In 1863, in the midst of the Civil War, President Abraham Lincoln proclaimed the fourth Thursday of every November a national day of “thanksgiving and praise,” making Thanksgiving an official national holiday.

In 2007, in the midst of first semester, Principal Stanley Teitel ruined Thanksgiving for Stuyvesant students.
The school policy on vacation homework limits work given over break to the “practice and retention of knowledge,” requires all projects be assigned well before the break and be due well afterwards, and bans all projects that require students to stay in the city during the break.
Last year, this policy was passed as a result of discussions during School Leadership Team meetings.
But on Thursday, November 29, Teitel reissued the vacation homework policy on stuy.edu with an endnote defining the applicable school breaks.
Thanksgiving, noticeably, is absent from the list.
The original policy made no distinction between Winter Recess and Thanksgiving when it referred to “school vacations.” This year, Teitel decided Thanksgiving simply does not make the cut of vacation breaks. This effectively enables teachers to assign as much homework or as many projects as they want over Thanksgiving.
The last thing anyone wants to do on a holiday dedicated to sheer unadulterated engorgement, is coming back early from Uncle Harry’s house to visit an exhibition on conditions in Cambodia during the reign of the Khmer Rouge or reading the entirety of “The Grapes of Wrath” in order to write a paper on the Dust Bowl era.
Teitel’s motivations for such an omission are unclear. I, for one, would not rule out the possibility of some traumatizing experience in Teitel’s childhood, which instilled some great hatred for Thanksgiving. Was Teitel’s Thanksgiving—like Chandler Bing’s from Friends—once marred by the loss of his toe in a plot for revenge gone wrong?
Or perhaps Teitel never got over the time his uncle vomited all over the turkey and stuffing before passing out on top of the dinner table while getting over his recent divorce.
Whatever motives Teitel may have had, it is clear that the impact of this action will be far-reaching.
Next year, as Stuyvesant students everywhere struggle to finish the mountains of mashed potatoes and yams in front of them, they will find themselves obligated to stress about and even possibly work on the mountains of homework that will be due by the first day back.

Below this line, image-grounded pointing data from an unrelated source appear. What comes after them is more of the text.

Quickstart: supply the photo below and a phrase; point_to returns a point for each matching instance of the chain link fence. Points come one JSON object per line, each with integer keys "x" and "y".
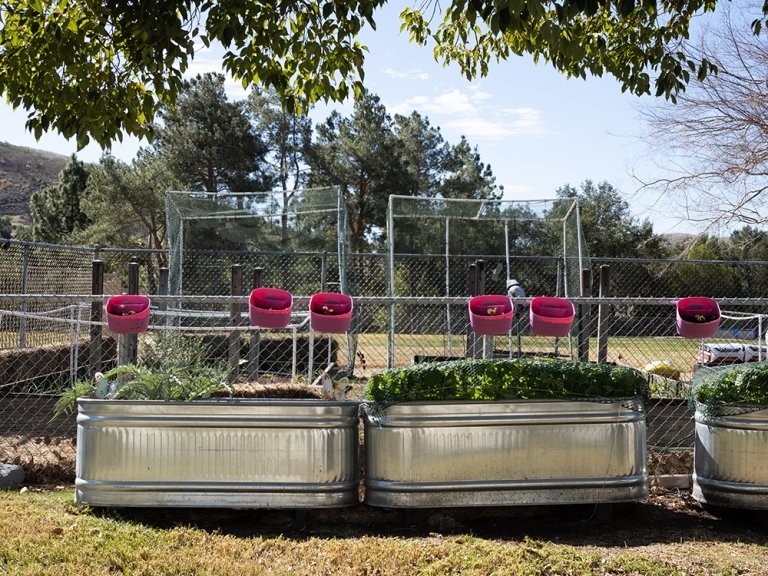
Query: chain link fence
{"x": 53, "y": 331}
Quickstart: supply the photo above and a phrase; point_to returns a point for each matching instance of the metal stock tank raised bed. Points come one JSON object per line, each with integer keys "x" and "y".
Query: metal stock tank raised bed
{"x": 234, "y": 453}
{"x": 730, "y": 456}
{"x": 505, "y": 452}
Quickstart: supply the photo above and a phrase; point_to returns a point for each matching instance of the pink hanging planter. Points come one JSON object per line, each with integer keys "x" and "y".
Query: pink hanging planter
{"x": 128, "y": 314}
{"x": 270, "y": 307}
{"x": 490, "y": 314}
{"x": 330, "y": 312}
{"x": 697, "y": 317}
{"x": 551, "y": 316}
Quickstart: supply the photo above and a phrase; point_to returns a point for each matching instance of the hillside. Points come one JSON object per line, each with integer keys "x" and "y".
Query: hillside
{"x": 24, "y": 171}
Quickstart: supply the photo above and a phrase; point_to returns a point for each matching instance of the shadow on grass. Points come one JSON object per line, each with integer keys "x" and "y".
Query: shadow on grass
{"x": 662, "y": 519}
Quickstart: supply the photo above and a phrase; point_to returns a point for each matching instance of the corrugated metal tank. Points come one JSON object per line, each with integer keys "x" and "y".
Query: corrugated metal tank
{"x": 235, "y": 453}
{"x": 730, "y": 459}
{"x": 427, "y": 454}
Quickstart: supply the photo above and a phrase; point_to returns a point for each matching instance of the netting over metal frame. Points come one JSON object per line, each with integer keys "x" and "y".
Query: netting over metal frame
{"x": 248, "y": 217}
{"x": 561, "y": 214}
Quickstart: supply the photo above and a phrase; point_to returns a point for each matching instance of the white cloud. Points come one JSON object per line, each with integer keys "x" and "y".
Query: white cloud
{"x": 233, "y": 88}
{"x": 472, "y": 113}
{"x": 413, "y": 74}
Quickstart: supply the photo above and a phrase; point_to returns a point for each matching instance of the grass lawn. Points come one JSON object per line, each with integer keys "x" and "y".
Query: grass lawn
{"x": 43, "y": 532}
{"x": 636, "y": 352}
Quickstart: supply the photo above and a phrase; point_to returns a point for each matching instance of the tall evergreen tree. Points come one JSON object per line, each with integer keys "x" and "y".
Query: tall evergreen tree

And on the day after Thanksgiving, which students would normally devote to stretching the capacity of their stomachs by eating inhuman quantities of leftovers from the day before, Stuyvesant students will find themselves struggling through Pre-Calculus problems and writing reports on the Age of Enlightenment.
Not to mention, of course, the greatest crime of all: many families will have to tailor their plans to visit relatives to allow their blossoming children to stand in lines for hours to visit that exhibit in that museum which was absolutely essential to their education.
Come on Teitel, they wrote an article in the New York Times about this policy. Couldn’t you at least wait a while to amend it?
In such a multicultural school as Stuyvesant, no holiday will be celebrated universally. Thanksgiving is devoid of any religious connotation (unlike, for example, Easter/Passover Break), and can be enjoyed by all.
I implore you, Principal Stanley Teitel, to allow your students to celebrate in full, wallow in buckets of gravy and take part in the greatest American tradition without the thought of piles homework hanging over their heads.